It begins with a memorable premise: “It is a truth universally acknowledged, that a single man in possession of a good fortune must be in want of a wife.” Out of this decree unfolds a delicate romantic comedy of manners set in England around the turn of the 19th century. And it’s told from the point of view of a young, unmarried gentlewoman named Elizabeth Bennet, who is ready to be found and claimed by just such an eligible man.
To some of us, reading a novel from such a point of view may seem like an exercise in ancient history — albeit a history with no politics, no battlefields, no great events. It is a moment in time viewed from the drawing room of a small manor house in Hertfordshire. The only things that seem to interest the males who pass through it are related to the concerns of the females sitting in it. Chief of these interests is the pairing-off of eligible gentlemen and ladies, as much for economic advantage as for reasons of the heart.
Today, perhaps, Austen’s book risks being condemned for presenting a “sexist” view of the different roles of men and women, a “classist” view of society (in which the servants are virtually invisible and “good breeding” is synonymous with “proper conduct”), and a strict morality of love and marriage that might seem strange today but was taken for granted then. But if our world’s moral and social values have changed since then, it is not for our age to judge Austen’s. The present state of the world bears witness that mankind has not yet found perfect enlightenment.

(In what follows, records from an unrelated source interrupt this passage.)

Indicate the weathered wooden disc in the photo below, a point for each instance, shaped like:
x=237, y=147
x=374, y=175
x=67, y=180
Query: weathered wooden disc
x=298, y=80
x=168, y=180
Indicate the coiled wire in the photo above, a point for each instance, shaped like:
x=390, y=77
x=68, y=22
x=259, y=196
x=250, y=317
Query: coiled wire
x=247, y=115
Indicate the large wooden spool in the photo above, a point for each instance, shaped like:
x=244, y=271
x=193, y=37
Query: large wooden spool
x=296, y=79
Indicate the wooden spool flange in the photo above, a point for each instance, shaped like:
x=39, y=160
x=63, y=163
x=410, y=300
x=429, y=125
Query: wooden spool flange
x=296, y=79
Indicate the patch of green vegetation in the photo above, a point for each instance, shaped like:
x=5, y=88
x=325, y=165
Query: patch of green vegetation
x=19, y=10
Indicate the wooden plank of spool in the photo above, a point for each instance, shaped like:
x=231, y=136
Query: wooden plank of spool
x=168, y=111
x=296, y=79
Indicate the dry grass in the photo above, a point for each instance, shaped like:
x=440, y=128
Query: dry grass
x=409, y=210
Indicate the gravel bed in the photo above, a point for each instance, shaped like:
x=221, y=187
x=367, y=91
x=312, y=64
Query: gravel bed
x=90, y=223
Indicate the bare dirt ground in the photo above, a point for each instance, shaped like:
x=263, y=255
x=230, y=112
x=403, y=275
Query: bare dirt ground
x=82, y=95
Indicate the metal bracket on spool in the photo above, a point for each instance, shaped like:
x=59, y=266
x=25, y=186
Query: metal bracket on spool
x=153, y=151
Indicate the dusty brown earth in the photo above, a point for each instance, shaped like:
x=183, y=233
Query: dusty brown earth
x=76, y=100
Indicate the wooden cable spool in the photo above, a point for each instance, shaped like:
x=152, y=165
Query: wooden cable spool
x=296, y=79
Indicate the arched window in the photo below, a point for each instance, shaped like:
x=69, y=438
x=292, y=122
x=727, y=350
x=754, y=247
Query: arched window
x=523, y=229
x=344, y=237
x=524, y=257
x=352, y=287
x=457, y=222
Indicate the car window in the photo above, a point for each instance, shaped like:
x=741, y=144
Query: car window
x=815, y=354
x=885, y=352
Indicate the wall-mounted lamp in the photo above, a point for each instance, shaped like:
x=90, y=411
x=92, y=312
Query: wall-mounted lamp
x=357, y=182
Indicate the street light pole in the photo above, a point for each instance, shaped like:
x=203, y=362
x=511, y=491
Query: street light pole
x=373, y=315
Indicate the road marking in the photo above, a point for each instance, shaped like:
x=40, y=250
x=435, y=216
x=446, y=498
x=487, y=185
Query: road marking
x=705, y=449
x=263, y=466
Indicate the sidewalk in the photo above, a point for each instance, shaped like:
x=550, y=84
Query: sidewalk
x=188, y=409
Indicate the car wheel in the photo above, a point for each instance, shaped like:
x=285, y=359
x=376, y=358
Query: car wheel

But in reading a book like this, we can be enlightened about a world that was, at least in the eyes of a captivating character like Eliza Bennet. And lest we forget, a woman wrote this novel, from a woman’s sensibility, capturing a woman’s view of the world with a wit and a grace that continue to entertain two centuries later. Some have ventured to call it a perfect novel. In my opinion, they aren’t far from the truth.